Im grauen Licht des Morgens erhoben sie sich und setzten ihren Weg fort.

29

Ein großer Mann mit dünnem Körper und noch dünnerem weißen Haarkranz, der die Robe eines Hauptpriesters trug, empfing die drei Priester aus Sorbold an der Schwelle des Patriarchenhauses, zu dem die Wachen sie gebracht hatten. In offensichtlichem Missfallen winkte er sie in das Innere des Marmorgebäudes, entließ die Wachen und schloss die schwere Tür hinter sich. Lasarys erkannte in ihm Gregor, den Hauptpriester von Lianta’ar. In Lasarys’ Orden, den Aufsehern der Elementartempel, war er der höchstrangige Priester. Von ihm hatte Lasarys seine Ausbildung in der tiefen Stille von Terreanfor erhalten, als er dort zum Hauptpriester geweiht worden war. Gregor hatte die Reise bereitwillig unternommen und sich gefreut, die Geheimnisse der Aufsicht über einen derart heiligen Tempel mit einem anderen der fünf Männer zu teilen, die ihr Leben dieser Aufgabe geweiht hatten; doch seit dem Augenblick seiner Ankunft war er sichtlich beunruhigt gewesen und hatte so schnell wie möglich zu seiner eigenen geliebten Basilika zurückkehren wollen.

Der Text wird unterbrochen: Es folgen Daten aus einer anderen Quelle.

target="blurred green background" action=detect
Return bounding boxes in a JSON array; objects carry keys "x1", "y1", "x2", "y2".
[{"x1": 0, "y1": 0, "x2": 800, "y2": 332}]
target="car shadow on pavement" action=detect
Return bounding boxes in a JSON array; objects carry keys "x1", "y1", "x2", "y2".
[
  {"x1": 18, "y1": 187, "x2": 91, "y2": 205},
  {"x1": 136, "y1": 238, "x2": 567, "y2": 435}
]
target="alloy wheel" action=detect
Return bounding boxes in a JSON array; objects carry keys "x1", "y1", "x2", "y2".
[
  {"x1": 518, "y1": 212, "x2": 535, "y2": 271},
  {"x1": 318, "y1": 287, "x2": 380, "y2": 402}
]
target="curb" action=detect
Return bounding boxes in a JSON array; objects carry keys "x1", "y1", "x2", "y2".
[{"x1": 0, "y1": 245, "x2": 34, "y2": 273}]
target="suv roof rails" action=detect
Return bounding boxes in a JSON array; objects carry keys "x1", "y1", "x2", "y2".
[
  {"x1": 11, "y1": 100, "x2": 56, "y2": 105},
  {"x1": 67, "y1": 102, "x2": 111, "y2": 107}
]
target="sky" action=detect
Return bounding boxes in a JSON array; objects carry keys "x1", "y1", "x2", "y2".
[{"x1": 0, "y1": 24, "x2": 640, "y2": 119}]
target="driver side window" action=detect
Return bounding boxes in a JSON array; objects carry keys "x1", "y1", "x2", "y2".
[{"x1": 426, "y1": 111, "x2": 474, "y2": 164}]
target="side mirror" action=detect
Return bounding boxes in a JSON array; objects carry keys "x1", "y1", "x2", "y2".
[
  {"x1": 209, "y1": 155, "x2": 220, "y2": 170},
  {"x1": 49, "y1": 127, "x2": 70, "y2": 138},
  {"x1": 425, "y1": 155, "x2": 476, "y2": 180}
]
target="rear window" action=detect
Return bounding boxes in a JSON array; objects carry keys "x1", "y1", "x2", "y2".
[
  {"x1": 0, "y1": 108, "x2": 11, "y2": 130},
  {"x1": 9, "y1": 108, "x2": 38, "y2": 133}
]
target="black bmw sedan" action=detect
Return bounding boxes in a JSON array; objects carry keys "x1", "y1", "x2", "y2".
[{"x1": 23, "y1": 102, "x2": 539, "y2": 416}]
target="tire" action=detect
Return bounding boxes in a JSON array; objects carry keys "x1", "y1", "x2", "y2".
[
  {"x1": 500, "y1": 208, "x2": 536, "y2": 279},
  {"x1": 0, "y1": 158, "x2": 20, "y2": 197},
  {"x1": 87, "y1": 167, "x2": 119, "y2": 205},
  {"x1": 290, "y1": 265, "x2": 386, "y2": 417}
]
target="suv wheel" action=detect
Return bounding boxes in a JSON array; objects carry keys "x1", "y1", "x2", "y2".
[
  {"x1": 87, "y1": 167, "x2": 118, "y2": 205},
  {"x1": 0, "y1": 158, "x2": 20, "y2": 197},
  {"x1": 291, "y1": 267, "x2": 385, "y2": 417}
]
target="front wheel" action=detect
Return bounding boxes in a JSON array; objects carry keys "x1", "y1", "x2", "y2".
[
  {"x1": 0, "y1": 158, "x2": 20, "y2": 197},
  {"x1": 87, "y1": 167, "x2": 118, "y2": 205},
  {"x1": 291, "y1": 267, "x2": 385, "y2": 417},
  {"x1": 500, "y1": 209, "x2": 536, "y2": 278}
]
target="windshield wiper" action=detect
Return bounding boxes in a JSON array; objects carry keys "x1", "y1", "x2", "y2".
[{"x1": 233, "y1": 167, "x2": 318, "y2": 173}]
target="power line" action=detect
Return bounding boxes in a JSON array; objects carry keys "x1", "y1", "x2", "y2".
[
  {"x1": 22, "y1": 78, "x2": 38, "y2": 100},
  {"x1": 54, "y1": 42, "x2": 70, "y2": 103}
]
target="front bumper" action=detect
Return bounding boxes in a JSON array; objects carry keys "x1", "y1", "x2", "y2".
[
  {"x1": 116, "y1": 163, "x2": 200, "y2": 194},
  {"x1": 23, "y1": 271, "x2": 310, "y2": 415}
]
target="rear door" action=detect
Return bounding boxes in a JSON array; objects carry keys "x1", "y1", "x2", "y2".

Lasarys verstand genau, was der Mann fühlte.

Gregors kleine Augen glühten vor Wut.

»Du ekelhafter Idiot«, zischte er Lasarys an, wobei ihm vor Aufregung der Speichel aus dem Mund flog. »Wie kannst du es wagen, die Kette der Gebete zu durchbrechen? Und wenn du schon so keck bist und die Ordnung zerstörst, indem du unmittelbar den Schöpfer anbetest, wie kannst du die Kühnheit besitzen, das ausgerechnet in der Basilika des Patriarchen zu tun? Ist dir nicht der Gedanke gekommen, dass er es spüren könnte und deine Durchbrechung die täglichen Bittgebete zerstört?«

»Es ... es tut mir Leid, Vater«, flüsterte Lasarys, als ihm die Schwere seines Verbrechens dämmerte. »Ich ... ich war verzweifelt und konnte nicht mehr klar denken.«

»Der Hauptpriester einer Elementarbasilika darf sich einer solchen Verfehlung nicht schuldig machen«, gab Gregor zornig zurück. »Du kannst dir die Auswirkungen auf den gesamten patriarchalischen Glauben gar nicht vorstellen. Was machst du überhaupt hier? Der Hauptpriester einer Elementarbasilika darf diese nicht verlassen.«

Er beugte sich vor, um einen tödlichen Streich in der Form von Worten loszulassen. »Hoffentlich war deine Selbstgefälligkeit den Verlust deines Postens wert. Ich bin sicher, dein neuer Herrscher wird nicht begeistert sein, vor seiner eigenen Amtseinsetzung einen neuen Hauptpriester weihen zu müssen.«

Lasarys schluckte, und die beiden Diener wurden bleich.

»Werde ich meines Amtes entkleidet?«, fragte er zitternd. Seine Stimme war kaum mehr als ein Flüstern.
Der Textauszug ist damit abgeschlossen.